監査法人復帰後は、監査業務だけではなく、監査チームからの会計に関する質問に対応する本部の部署に所属するほか。職員向け・クライアント向けの研修も担当し、理論派会計士のつもりでした。しかし、さらに転機が訪れました。ベンチャー経営者やIPO(新規株式公開)サポートの仕事です。
きっかけは、2012年に女性経営者と女性エグゼクティブのネットワークであるWinning Woman Network(WWN)を立ち上げたことです。女性経営者たちが経営に関する情報を入手し、ネットワークとロールモデルを見つけられる場を提供しようと、4年間に30回以上のイベントやセミナーを開催しました。ゼロから始めたWWNの活動は、1300人の登録メンバーを持つまでに発展しました。WWNの会員から選ばれたイノベーションにあふれた女性経営者を、モナコで開かれるEY Entrepreneur Of The Yearという起業家憧れの舞台にお連れしたことも忘れられない経験です。

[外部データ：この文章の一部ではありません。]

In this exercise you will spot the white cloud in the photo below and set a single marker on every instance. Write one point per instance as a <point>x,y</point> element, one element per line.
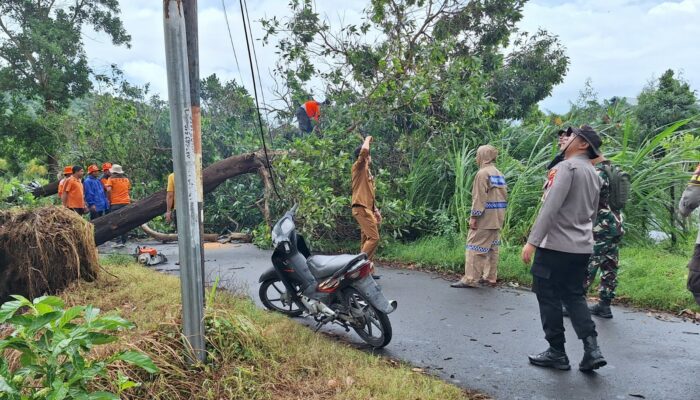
<point>619,44</point>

日本の今後の経済や社会を考えるうえで、新しい事業に目を向け、ベンチャーを応援し、イノベーションを促進することは非常に重要なことであり、今後も続けていきたいと考えています。
与えられたチャンスを最大限に
監査法人のエリートというと、海外駐在をして大企業を担当するというイメージを持たれがちですが、私自身は家庭のこともあり海外駐在に踏み切れませんでした。それでも、与えられたチャンスを最大限に活かして頑張れば、結果は意外に悪くなかったと思っています。早稲田大学の会計研究科で実務家教員を務めているのも、金融庁での経験や行く先々で築いた人脈があってこそ。新しい世界にチャレンジし、そこで努力したことが今に繋がっていると思います。

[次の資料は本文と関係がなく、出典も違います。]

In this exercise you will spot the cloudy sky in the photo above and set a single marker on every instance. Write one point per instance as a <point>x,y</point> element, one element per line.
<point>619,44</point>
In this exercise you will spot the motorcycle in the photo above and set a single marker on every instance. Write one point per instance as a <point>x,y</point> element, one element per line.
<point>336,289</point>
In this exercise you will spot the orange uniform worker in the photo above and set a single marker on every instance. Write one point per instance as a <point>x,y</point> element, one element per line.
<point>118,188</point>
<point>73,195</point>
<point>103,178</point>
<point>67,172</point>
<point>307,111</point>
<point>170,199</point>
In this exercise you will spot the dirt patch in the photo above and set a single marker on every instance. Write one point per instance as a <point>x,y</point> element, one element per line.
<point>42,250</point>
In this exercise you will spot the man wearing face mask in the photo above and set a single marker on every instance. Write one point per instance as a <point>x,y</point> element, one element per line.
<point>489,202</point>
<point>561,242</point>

目標を立て、その目標に向かって努力することは非常に大切なことですが、実際は思ったようには行かないことが多いのが現実です。自分のことは自分には見えないので、周りから勧められたことを素直にやってみることで、思いがけず道が開けることもあります。これまでを振り返ると、上手くいかない時に腐らず、次の機会を成功させる力をつけるようこころがけること、そして、与えられた仕事は全力でやり遂げることが重要なのだと思います。
◆早稲田大学大学院会計研究科の魅力は
実務家とアカデミックな研究者の双方から会計・監査を学べる
早稲田大学大学院会計研究科には、さまざまなバックグラウンドを持った教員がそろっています。学者として会計・監査を学術的に研究し実務を理論的に支えている方と、私たちのように理論を現実に当てはめて結論を出してきた実務家の双方から学ぶことができるのは非常に恵まれた環境だと思います。
私自身は、実務家としての経験を生かした授業を心がけています。監査論は経験したことがない人にはイメージがつきにくいので、授業ではなるべく監査実務を参考に理論の説明をするとともに、ワークショップでは、不適切会計の事例を題材に会計処理の問題点や監査対応の問題点等を議論しています。